Thank you so much, love your recipies
Kate
Charlotte Oates says
The feedback I get on this cake (and all my other sponges) is that they’re moist so hopefully you’ll enjoy it.
Vic says
This cake is an absolute winner! I’m allergic to dairy, so I switched out the butter for Nuttelex Cook and Bake which is higher fat than normal, nuttelex, and worked perfectly, particularly for the icing. I’ve been asked to make it again!
Irene Tee says
Any substitute for the Lotus biscoff spread ? Can I make this cake without it ? I have biscoff crumbs
Charlotte Oates says
This cake has only been tested using the spread and biscuits. It would need completely retesting to remove the spread so it’s not something I can answer.
Cila Symons says
I have made this recipe twice already and have to make it again tomorrow.zIt is delicious .And yes, cook it on gas mark 3.My cooker is gas.
Mel says
What gas mark should my oven be? I’ve looked at a converter & it says gas mark 3…

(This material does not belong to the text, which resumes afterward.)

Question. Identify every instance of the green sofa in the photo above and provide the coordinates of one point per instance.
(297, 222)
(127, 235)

I dont make cakes at all & I’m attempting this one for my daughters 11th birthday tomorrow. Wish me luck!
Charlotte Oates says
I have an electric oven so I’ve also used a converter and I’m also getting it saying to bake at Gas Mark 3. Good luck!
Eve says
Hi, I’m making this cake tomorrow and I only have golden caster sugar, the shops won’t be open so I won’t be able to get the brown sugar. Can I use golden caster sugar instead of brown?
Charlotte Oates says
Yes, it will have a slightly less caramel flavour, but with all the Biscoff spread and biscuits in the mixture it won’t be too noticeable.
HELEN B. says
How many cups of biscoff in the cupcakes? I see the whole jar of Biscoff spread is 400g but when I use the conversion it is giving me almost two cups. I don’t know if that is wrong?
Charlotte Oates says
Unfortunately this isn’t something I’ve measured myself so I’m not sure how many grams make a cup of Biscoff spread.
Mgmm says
Brilliant cake and recipe, it was a hit!
Sam says
Hi, I will be making this recipe soon! For the butter does it need to be unsalted or doesn’t that matter? Thank you
Charlotte Oates says
I use unsalted
Novice Baker says
I’m a total novice when it comes to baking so please forgive me if this sounds a silly question. When you say line the tin with grease proof paper, do you also line the sides or just the base?
Charlotte Oates says
I line both the base and the sides.
Claire Josef says
Great recipe – easy to follow and the end result was delicious! Will definitely be making again….
Ruth says
Hello. If I am scaling down to 2 x 12cm tins would I need to reduce the baking time? Recipe looks fab and am excited to try it.
Charlotte Oates says
If you’re using the calculator (so the depth of the cakes is the same as in the original recipe), then the cooking time should be the same.